Cisco, Bosch und ABB wollen ein schlaues Haus
Die Hersteller Cisco, Bosch und ABB haben sich an einen Tisch gesetzt. Gemeinsam wollen die Unternehmen eine offene Software-Plattform für den Datenaustausch in einem Smart Home entwickeln. Eine Partnerorganisation soll anderen Herstellern die Mitarbeit erlauben.
Damit in einem Smart Home alles mit allem kommunizieren kann, bedarf es der Kooperation zwischen den Herstellern elektrischer Geräte. ABB, Bosch und Cisco wollen zu diesem Zweck ein Gemeinschaftsunternehmen mit Sitz in Deutschland gründen, wie Cisco mitteilt.
Ziel der Zusammenarbeit sei es, eine offene Software-Plattform zu entwickeln und zu betreiben. Diese soll den einfachen Datenaustausch zwischen Geräten von unterschiedlichen Herstellern ermöglichen sowie neue Dienstleistungen bieten.
Bei der Entwicklung der Plattform will das Trio andere Anbieter aus den Bereichen Hausgeräte, Unterhaltungselektronik, Heimautomatisierung und Internet-Dienstleistungen einbeziehen. Um die Zusammenarbeit zu erleichtern, wollen die Unternehmen ein Business Ecosystem aufbauen.

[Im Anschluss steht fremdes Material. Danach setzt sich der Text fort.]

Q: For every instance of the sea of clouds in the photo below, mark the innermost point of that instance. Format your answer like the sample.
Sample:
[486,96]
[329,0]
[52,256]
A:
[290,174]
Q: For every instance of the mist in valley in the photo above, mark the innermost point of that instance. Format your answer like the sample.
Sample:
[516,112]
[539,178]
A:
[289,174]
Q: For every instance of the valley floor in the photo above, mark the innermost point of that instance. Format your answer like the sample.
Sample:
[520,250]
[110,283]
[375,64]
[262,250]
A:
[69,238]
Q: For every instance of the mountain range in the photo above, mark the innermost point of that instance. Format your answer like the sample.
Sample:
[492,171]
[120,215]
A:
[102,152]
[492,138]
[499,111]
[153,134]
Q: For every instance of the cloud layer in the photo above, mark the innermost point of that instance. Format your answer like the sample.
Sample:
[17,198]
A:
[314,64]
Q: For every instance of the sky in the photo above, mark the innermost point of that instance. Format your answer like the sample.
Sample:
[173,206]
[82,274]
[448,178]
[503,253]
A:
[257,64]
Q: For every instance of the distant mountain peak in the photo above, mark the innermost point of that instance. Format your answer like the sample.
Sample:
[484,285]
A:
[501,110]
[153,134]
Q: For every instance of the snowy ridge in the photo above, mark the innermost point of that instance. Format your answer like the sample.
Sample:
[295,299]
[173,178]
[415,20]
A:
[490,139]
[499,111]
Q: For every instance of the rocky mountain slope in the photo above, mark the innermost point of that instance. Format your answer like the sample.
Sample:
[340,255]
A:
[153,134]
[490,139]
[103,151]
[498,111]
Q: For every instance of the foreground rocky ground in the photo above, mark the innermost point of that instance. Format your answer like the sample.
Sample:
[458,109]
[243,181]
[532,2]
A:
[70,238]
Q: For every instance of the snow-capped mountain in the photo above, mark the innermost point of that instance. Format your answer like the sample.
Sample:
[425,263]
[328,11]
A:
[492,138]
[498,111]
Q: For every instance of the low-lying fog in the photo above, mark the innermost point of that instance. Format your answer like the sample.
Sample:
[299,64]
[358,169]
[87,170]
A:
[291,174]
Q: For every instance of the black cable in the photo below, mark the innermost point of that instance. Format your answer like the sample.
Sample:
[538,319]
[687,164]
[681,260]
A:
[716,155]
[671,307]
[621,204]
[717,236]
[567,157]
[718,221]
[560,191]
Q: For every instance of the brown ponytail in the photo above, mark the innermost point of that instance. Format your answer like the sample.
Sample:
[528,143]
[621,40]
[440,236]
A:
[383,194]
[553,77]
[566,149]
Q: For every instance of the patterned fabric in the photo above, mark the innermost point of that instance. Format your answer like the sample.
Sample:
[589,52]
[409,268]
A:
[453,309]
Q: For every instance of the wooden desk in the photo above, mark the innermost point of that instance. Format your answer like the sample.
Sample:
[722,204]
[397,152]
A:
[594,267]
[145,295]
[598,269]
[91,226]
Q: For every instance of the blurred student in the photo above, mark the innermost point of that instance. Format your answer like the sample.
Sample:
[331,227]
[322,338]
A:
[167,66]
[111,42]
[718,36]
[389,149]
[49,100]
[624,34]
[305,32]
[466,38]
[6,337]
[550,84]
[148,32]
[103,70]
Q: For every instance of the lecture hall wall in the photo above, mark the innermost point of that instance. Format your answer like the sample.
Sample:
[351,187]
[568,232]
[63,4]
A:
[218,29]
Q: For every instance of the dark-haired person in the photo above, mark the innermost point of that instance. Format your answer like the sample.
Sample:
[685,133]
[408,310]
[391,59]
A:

Andere Hersteller gehen ähnliche Wege. Die Allseen-Allianz etwa setzt sich ebenfalls für einen offenen Standard zur Vernetzung von Geräten ein. Mittlerweile wird die Arbeitsgruppe von über 70 Unternehmen unterstützt. Cisco und Bosch sind beide auch Mitglieder dieser Allianz.